Background and objectives Increasing evidence demonstrates the benefits of regular exercise in Parkinson's disease. A patient identified absence of administrative support as a barrier to local exercise class provision and organised a pilot exercise course to overcome this. We aimed to expand this initiative and undertake a comprehensive evaluation of barriers across Devon and Cornwall, recommend further interventions of widespread applicability and assess the impact of exercise classes on patients' exercise habits.
Methods Telephone interviews were conducted with volunteer members from 79% of Parkinson's UK Devon and Cornwall branches. 72% provided exercise classes; 28% did not. The Self-efficacy for Exercise (SEE) scale was administered to participants in the pilot course on entry and repeated on course completion. Additional physical measurements involved Timed up and Go, Single Leg Stance and Sit and Reach tests.
Results Common difficulties for existing classes were transport (100%), class support volunteers (75%), patient motivation (63%) and personal concerns (50%).

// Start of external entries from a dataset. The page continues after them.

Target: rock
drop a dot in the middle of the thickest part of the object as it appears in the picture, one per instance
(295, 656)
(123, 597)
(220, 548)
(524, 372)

Inadequate administrative support was the greatest barrier (67%) for localities without classes and also affected existing classes (25%). 8 people with Parkinson's participated in the pilot course: M:F=3:5; median disease duration 7 years (1 to 17); median SEE 59 (25 to 81). SEE scores showed no improvement. All physical tests demonstrated improvement and the Sit and Reach achieved statistical significance.
Conclusions Our data informs the design of targeted local support packages: taxi transport arrangements; student physiotherapists to deliver classes; Parkinson's UK facilitated administrative support; and motivational video encouraging patient participation. Facilitating comprehensive exercise class provision will not only benefit patients, but also provide an infrastructure to evaluate potential benefits of exercise.